Even with turntables, multi-axis rigs, or rotating camera arms, parts of an object inevitably remain occluded. A classic example is the underside of an object resting on the turntable. To capture it properly, you have to flip the object and scan it again.
But occlusion is not the only reason for multiple scans. Different areas of an object often benefit from different scanning strategies. Some regions have many fine details or holes and require many images from slightly varied angles. Other parts are comparatively simple and can be captured with fewer images.

Take the OpenScan Benchy[1] as an example: From the front, the miniature contains a lot of fine details: facial features, a sharp sword, and a pointy helmet. Capturing these areas benefits from many images taken at small angular steps. The back is rather simple in comparison. Fewer images are usually sufficient here, without negatively affecting reconstruction quality.
If you were capturing images manually, you would naturally adapt your approach to be as effective as possible. You would spend more time and take more photos where it matters, and less where it does not. Not only would the picture-taking be much faster, also the reconstruction time will decrease significantly.

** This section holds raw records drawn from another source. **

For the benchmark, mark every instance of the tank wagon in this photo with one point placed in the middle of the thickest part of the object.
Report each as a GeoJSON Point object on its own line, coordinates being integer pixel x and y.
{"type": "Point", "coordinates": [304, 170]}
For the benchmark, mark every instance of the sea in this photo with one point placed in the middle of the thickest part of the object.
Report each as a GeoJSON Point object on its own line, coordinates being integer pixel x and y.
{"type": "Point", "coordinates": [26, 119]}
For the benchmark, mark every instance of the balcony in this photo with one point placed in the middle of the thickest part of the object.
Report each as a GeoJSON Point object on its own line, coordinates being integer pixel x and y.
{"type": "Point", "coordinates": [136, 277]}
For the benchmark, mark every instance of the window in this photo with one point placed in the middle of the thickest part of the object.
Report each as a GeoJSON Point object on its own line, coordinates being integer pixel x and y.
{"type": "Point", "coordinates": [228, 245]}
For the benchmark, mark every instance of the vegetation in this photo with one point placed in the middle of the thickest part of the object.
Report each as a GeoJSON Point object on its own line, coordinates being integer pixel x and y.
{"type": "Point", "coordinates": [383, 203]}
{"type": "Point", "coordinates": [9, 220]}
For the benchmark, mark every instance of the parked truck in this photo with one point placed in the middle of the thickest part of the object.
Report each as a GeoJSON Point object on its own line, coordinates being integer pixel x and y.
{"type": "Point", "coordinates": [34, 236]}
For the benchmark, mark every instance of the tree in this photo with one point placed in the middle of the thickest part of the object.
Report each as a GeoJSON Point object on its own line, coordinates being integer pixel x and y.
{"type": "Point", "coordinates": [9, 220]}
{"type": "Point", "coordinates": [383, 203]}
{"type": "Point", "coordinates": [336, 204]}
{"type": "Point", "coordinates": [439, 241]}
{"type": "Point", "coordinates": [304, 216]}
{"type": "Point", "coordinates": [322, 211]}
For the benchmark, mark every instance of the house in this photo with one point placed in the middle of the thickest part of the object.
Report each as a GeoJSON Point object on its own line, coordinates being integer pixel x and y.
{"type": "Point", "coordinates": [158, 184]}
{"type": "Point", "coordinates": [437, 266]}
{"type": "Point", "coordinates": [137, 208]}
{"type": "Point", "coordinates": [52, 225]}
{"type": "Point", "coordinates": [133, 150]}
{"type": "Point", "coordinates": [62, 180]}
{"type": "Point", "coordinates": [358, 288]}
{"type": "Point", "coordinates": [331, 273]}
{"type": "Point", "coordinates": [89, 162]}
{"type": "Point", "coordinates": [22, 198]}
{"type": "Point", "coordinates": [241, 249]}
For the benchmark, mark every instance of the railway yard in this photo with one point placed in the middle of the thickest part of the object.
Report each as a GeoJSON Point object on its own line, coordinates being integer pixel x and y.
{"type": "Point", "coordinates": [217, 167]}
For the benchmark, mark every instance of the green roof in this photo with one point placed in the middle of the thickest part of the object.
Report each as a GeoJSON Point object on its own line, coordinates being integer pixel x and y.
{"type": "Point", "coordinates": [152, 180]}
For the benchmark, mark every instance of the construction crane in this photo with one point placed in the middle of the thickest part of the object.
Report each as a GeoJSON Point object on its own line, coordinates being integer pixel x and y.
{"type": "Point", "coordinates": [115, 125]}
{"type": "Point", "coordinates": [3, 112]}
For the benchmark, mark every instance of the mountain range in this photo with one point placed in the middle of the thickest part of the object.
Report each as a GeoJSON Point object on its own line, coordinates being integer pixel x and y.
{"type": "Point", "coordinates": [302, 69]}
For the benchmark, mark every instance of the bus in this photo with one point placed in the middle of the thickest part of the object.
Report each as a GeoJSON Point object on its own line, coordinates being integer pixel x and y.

The same idea applies to semi-automated systems like OpenScan. When you then want to use advanced techniques like focus or exposure stacking (or bracketing) it becomes clear that in practice, scanning a single object usually means:
- different camera settings or calibration
- adapted photo density
- multiple capture passes with the flipped object
So, scanning an object usually means having more than one scan routine ideally using different scan settings and camera calibrations.
The Solution: Projects and Scans
OpenScan3 embraces this reality by introducing a simple but flexible concept.
Think of a Project as everything related to one physical object.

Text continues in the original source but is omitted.